E’ impossibile schierarsi con Osso o Elia e lo spettatore è costretto ad ascoltare le ragioni di entrambi. C’è però un punto in comune tra tutte le parti in lotta e riguarda la paura che la natura esercita ancora sull’uomo (e questo è un bene dal momento che viviamo in un periodo storico in cui l’ambiente urla, cerca ascolto e bisogna ascoltarlo sperando di non essere già in ritardo!).
Delta, presentato al recente festival di Locarno e prodotto dalla Groenlandia di Matteo Garrone e da Rai Cinema, è un film che parla di quanto sia difficile per molte persone mettersi nei panni degli altri, ma anche un film sull’empatia e su quanto la vita, a volte, decida al posto nostro. Fanno parte del cast anche Emilia Scarpati Fanetti, Greta Esposito, Marius Bizau, Denis Fasolo e Sergio Romano. Casting di Manuela De Santis e Sara Casani.

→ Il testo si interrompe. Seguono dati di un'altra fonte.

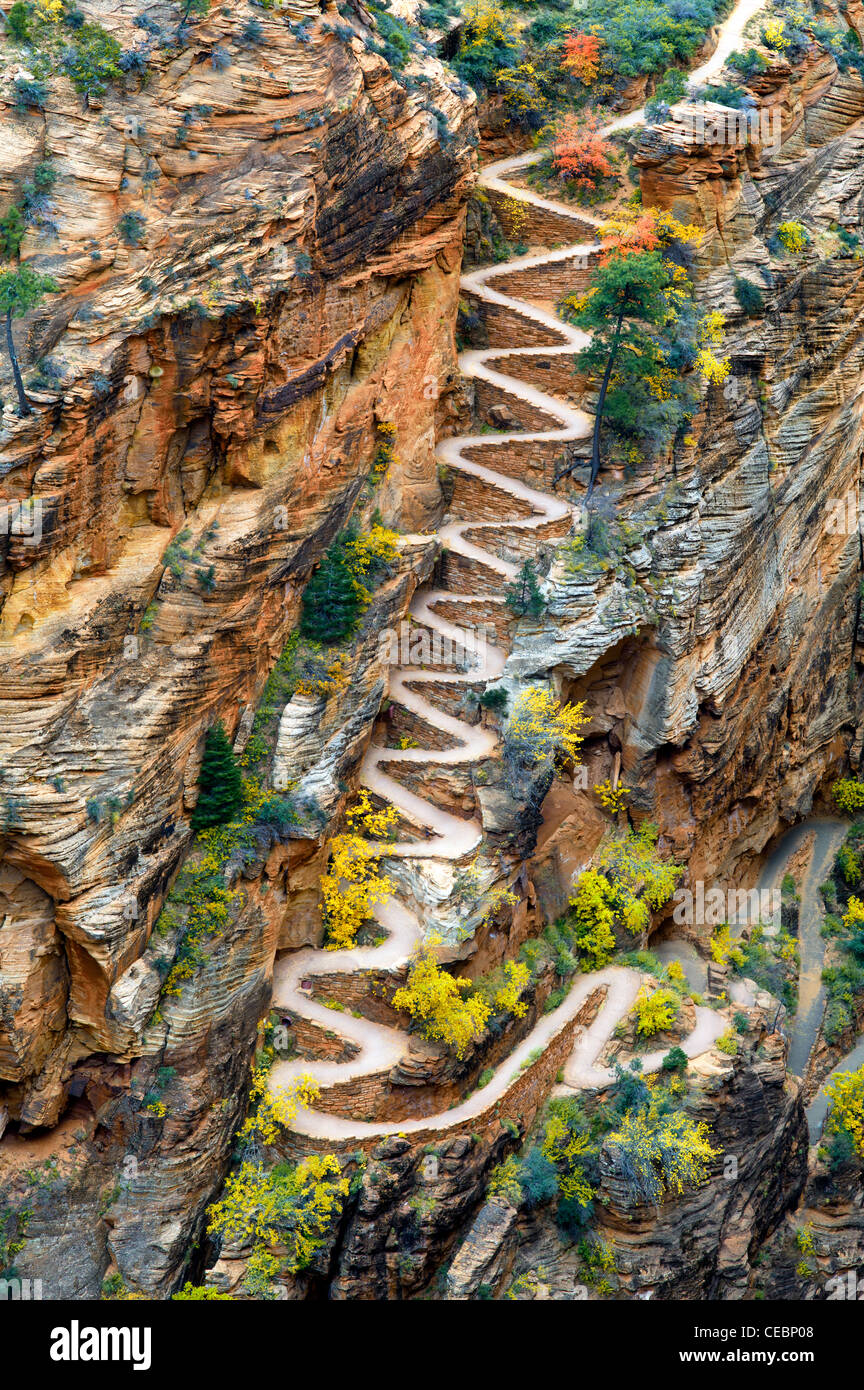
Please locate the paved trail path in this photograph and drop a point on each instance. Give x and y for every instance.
(452, 837)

Un film per certi versi “difficile”, senza algoritmi o musiche da botteghino ma comunque capace di avvincere e suscitare nello spettatore domande importanti come: qual è il limite di sopportazione prima di reagire alla violenza? Cosa lascia la violenza nell’anima di chi la compie? Quando il non agire ci rende complici?

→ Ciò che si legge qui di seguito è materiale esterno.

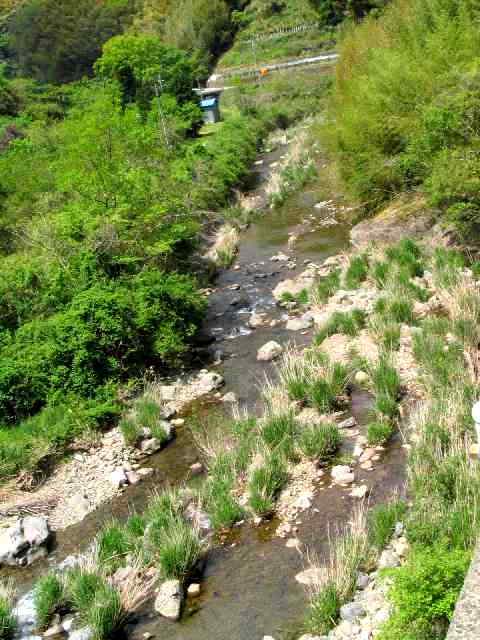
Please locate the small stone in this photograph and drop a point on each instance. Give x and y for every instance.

Delta è un viaggio lungo il fiume Po, un film d’azione dalle forti implicazioni sociali: Elia e Osso, sono entrambi carnefice e vittima di un conflitto che li sovrasta; due identità in fuga, ciascuna in lotta con il proprio fantasma, che scoprono nel loro duello una irriducibile parte che li accomuna.
Il regista sembra dirci che il “viaggio” dei protagonisti del film (ognuno a modo suo, ognuno con le sue ragioni, necessità e disperazioni) non va giudicato ma anzi persino compreso come un doloroso confronto nel quale tutto cambia quando a prendere il sopravvento sono la solitudine, la disperazione, la rabbia, la violenza, la vendetta.
Vannucci rimane assolutamente coerente con la sua idea di cinema legato al reale e desideroso di raccontare storie che, altrimenti, non avrebbero la possibilità di essere esplorate dal grande pubblico. Lo fa con una cura ed una delicatezza che ormai rappresentano il suo marchio stilistico.